The Child Born on the Day the Temple Fell

A mother weighed her son in gold each year as a Temple offering. When the siege came, she had nothing left but him. The rabbis found hope in the same verse.

She measured him in handbreadths. Every year she would take her young son and measure his height, then donate his weight in gold to the Temple. Her name is not recorded. Her son's name was Doeg ben Yosef, and when his father died young the boy became the center of everything she had left.

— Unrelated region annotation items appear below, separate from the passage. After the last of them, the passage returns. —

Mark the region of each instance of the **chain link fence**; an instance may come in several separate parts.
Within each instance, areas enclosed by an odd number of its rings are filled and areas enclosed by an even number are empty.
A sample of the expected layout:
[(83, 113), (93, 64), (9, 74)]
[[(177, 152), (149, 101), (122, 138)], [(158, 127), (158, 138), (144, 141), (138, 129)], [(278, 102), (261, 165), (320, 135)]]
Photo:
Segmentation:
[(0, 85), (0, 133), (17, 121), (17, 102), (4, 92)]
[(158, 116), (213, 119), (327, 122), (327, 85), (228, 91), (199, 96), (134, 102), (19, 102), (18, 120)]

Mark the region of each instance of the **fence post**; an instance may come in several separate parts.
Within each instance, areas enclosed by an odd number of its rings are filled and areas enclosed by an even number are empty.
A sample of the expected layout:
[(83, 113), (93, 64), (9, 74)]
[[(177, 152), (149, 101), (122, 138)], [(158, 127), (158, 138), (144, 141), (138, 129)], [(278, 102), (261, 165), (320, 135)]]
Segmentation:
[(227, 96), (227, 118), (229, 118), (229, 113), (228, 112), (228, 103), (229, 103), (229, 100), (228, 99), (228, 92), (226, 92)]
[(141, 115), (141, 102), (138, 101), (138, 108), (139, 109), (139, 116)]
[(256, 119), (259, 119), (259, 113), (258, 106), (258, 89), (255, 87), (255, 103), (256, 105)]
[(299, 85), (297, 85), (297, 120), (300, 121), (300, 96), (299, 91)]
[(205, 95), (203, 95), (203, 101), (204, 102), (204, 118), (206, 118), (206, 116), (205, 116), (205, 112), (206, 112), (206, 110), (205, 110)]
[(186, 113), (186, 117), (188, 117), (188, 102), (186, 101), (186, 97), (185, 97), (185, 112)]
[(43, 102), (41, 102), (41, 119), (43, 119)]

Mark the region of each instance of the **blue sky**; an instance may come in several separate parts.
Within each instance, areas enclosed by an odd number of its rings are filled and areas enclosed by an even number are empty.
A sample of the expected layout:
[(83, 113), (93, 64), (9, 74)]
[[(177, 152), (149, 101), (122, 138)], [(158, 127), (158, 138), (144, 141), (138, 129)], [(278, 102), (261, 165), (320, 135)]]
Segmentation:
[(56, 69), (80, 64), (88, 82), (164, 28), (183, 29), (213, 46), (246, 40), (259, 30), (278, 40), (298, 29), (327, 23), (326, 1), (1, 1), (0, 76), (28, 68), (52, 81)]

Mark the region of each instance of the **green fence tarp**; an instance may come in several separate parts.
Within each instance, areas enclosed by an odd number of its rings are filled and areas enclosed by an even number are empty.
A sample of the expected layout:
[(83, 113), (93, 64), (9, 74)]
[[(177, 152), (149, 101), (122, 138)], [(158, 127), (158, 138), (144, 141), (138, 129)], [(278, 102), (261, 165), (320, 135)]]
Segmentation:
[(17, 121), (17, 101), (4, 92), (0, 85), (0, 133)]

Then the Babylonian siege encircled Jerusalem and cut off the food supply, and the city starved. What happened next is recorded in Eikhah Rabbah 1:51, part of the fifth-century Midrash on the Book of Lamentations, in a single stark sentence. When there was nothing left to eat, she slaughtered her son with her own hands and ate him. The rabbis placed this story as commentary on the verse Jeremiah was said to have cried out before God: "Shall women eat their fruit, the infants of their nurturing?" (Lamentations 2:20).

The Divine Spirit answered Jeremiah's question with another: "Shall the priest and the prophet be slain in the Temple of the Lord?" The two questions bracket the event. The killing of the innocent and the killing of the holy, happening at the same time, in the same city, during the same siege.

The rabbis of Midrash Rabbah did not leave the text in the silence after catastrophe. They moved from Jeremiah's cry to a different question embedded in the same verse of Lamentations: "For these I weep." What are "these"? Each rabbi read the word differently. Rabbi Yehuda said the weeping was for the departure of wisdom and the departure of the Divine Presence. Rabbi Nehemya said it was for the end of the priesthood and the kingdom. Rabbi Yehoshua ben Levi said it was for neglect of Torah study. Rabbi Shmuel bar Nahmani said it was for idol worship. Zavdi ben Levi said it was for the abrogation of the Temple offerings. The Rabbis said it was for the dismantling of the priestly watches, those twenty-four groups of Israelites who fasted through the week on behalf of travelers, sailors, pregnant women, and nursing mothers.

Monday for those at sea. Tuesday for those on the roads. Wednesday for children, so that diphtheria would not stop their mouths. Thursday for the pregnant, that they would not miscarry, and for the nursing, that their children would not die. All of this organized communal protection ended when the Temple fell.

Then the Midrash does something unexpected. It turns from grief to expectation. Because in the same verse of Lamentations the word for comforter is menahem, and from that word the rabbis moved to a question: what is the name of the Messianic king?

Rabbi Abba bar Kahana said the Lord is his name, because Jeremiah wrote "this is what they will call him: the Lord is our righteousness" (Jeremiah 23:6). Rabbi Yehoshua ben Levi said his name is Tzemaḥ, meaning Branch, from the prophet Zechariah (Zechariah 6:12). Rabbi Yudan said his name is Menaḥem, because that word appears in the very verse where Lamentations says the comforter has withdrawn. Rabbi Hanina said both names carry the same numerical value: 138. They point to the same person.

And then the Midrash tells a story to prove it. A man was plowing his field when one of his oxen lowed in an unusual way. A passing stranger heard the sound and told the farmer: unharness your ox and untie your plow. The Temple has been destroyed. While the man was absorbing this, the ox lowed again. Harness your ox, the stranger said. The redeemer of Israel was just born. His name is Menahem. His father is Hezekiah. He lives in Birat Arva, in Bethlehem of Judah.

The farmer sold his oxen, sold his plow, and became a traveling seller of felt garments for children. He wandered from city to city until he reached Bethlehem. He found the mother. She told him the child had been carried away by storms and winds since birth, that he had never been safe, that his arrival on the day the Temple fell was itself an omen. The traveling man told her: what was destroyed on the day he arrived will be rebuilt on the day he returns.

The woman who weighed her son in gold and lost him to the siege. The rabbis arguing over what word to use for an unspeakable grief. The farmer standing in a field, listening to an ox, learning that something new had already been born on the day of the worst destruction. These three stories sit side by side in the same passage of Eikhah Rabbah because the rabbis refused to let Lamentations be only about what ended. The book of destruction, they insisted, contains the name of the comforter. You just have to read closely enough to find it.